Jerry Tarr

No. 41
- Position: Wide receiver

Personal information
- Born: August 27, 1939 (age 86) Bakersfield, California, U.S.
- Listed height: 6 ft 0 in (1.83 m)
- Listed weight: 190 lb (86 kg)

Career information
- High school: Bakersfield (CA)
- College: Oregon
- AFL draft: 1962: 17th round, 130th overall pick

Career history
- Denver Broncos (1962);

Awards and highlights
- U of Oregon Athletic HOF; Oregon Sports HOF;

Career statistics
- Games played: 14
- Receptions: 8
- Receiving yards: 211
- Receiving TDs: 2
- Stats at Pro Football Reference

= Jerry Tarr =

American football player (born 1939)

Gerald LaVern Tarr (born August 27, 1939) is a former collegiate and professional American football player who played in one American Football League (AFL) season (1962) for the Denver Broncos.
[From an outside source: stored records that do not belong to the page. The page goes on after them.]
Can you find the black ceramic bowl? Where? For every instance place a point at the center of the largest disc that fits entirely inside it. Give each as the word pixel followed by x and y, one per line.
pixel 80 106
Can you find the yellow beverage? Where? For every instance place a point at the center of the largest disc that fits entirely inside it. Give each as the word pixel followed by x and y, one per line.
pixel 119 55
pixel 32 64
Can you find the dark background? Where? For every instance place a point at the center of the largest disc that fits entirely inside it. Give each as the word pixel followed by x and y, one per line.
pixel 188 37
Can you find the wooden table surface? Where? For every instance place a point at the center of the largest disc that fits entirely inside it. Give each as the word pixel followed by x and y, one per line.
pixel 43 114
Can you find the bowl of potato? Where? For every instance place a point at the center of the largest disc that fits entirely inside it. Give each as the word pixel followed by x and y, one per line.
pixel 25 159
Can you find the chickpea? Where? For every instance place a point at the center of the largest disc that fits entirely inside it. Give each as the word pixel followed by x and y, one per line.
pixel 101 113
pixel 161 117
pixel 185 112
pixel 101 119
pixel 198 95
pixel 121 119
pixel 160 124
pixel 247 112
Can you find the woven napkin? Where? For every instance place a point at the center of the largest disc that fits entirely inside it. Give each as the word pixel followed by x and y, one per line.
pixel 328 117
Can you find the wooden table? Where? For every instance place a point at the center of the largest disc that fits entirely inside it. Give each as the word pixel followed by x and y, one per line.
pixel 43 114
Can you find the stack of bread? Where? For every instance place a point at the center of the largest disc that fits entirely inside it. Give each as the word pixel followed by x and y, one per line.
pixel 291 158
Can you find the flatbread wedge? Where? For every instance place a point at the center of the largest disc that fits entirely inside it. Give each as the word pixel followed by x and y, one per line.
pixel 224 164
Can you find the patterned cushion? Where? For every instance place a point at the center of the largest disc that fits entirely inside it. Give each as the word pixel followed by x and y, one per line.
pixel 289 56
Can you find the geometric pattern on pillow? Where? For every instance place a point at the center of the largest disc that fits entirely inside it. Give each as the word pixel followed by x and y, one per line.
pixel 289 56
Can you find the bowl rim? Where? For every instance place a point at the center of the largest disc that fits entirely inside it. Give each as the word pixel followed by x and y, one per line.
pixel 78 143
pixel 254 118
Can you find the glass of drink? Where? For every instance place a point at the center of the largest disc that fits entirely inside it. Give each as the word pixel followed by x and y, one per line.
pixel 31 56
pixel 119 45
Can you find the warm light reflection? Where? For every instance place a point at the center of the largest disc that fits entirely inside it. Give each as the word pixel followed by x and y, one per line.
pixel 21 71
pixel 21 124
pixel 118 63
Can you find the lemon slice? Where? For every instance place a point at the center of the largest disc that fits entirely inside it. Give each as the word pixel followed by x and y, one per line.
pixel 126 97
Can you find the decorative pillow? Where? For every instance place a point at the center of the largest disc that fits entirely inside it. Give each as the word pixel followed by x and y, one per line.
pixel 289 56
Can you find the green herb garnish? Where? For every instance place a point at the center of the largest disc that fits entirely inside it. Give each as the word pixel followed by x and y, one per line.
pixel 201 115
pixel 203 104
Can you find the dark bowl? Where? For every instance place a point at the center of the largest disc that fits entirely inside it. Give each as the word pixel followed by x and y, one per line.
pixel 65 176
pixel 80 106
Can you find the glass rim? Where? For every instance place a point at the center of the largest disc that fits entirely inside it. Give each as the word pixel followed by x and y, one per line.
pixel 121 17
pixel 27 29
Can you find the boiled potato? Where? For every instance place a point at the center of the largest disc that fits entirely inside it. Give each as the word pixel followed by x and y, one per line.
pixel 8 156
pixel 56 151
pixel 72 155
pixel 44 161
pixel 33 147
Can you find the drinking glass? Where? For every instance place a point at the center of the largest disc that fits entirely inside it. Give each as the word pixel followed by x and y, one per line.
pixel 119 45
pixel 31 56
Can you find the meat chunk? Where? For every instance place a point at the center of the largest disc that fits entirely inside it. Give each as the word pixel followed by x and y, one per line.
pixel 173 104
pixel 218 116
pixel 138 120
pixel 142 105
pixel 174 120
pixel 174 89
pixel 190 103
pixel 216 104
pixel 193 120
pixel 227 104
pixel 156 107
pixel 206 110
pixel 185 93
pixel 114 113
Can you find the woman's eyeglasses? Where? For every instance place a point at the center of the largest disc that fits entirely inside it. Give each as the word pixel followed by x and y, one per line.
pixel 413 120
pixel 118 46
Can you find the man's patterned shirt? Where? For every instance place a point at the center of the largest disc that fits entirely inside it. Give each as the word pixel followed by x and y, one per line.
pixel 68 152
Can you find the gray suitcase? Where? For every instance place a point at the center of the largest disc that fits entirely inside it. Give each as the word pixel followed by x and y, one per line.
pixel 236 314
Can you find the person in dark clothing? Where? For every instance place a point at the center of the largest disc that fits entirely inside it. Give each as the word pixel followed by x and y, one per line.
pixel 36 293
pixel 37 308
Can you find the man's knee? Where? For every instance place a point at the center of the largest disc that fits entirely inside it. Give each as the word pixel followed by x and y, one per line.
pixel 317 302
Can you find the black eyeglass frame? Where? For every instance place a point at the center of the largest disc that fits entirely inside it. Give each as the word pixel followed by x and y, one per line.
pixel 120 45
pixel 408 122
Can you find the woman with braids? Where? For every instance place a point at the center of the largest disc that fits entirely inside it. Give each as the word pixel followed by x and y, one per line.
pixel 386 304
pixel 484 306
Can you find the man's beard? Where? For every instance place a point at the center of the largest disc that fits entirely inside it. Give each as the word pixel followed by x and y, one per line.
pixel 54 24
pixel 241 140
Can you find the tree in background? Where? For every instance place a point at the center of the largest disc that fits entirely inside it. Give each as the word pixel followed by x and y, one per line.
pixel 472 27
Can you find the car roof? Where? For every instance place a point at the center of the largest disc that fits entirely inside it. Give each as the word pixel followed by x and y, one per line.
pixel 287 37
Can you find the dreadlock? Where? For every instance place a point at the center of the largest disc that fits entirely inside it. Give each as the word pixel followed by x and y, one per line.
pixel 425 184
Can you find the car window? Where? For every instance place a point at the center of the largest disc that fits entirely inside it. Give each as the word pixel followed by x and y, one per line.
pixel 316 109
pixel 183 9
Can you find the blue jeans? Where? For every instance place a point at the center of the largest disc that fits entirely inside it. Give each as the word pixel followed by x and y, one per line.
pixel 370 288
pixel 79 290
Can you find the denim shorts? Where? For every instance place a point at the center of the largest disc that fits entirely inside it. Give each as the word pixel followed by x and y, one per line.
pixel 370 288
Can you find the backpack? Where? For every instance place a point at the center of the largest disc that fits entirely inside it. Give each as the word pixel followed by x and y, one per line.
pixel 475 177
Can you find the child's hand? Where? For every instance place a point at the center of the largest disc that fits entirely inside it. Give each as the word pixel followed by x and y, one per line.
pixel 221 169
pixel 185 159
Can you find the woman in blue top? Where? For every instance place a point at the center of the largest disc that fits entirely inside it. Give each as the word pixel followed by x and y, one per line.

Tarr was also a successful college track and field athlete.

==Career==
Tarr attended the University of Oregon, where he was a two-sport athlete in football and track. In track, Tarr was a member of Oregon's 4 x 110 yard relay team with Mike Gaechter, Harry Jerome, and Mel Renfro, which set a world record in 1962.

Tarr's main event, however, was the 120-yard hurdles. He was the first athlete to win back-to-back NCAA titles in the high hurdles in 1961 and 1962, and in doing so, helped Oregon win its first ever NCAA Men's Outdoor Track and Field Championship in 1962.

Like his relay mates Renfro and Gaechter, Tarr decided to play professional football rather than continue his track career. He played one season with the Denver Broncos of the AFL.

==Personal life==
Tarr later became a probation officer in Las Vegas. His daughter Sheila Tarr won the 1984 heptathlon at the NCAA Division I Outdoor Track and Field Championships for the UNLV Rebels track and field team.

Tarr is a member of the University of Oregon Athletic Hall of Fame and the Oregon Sports Hall of Fame.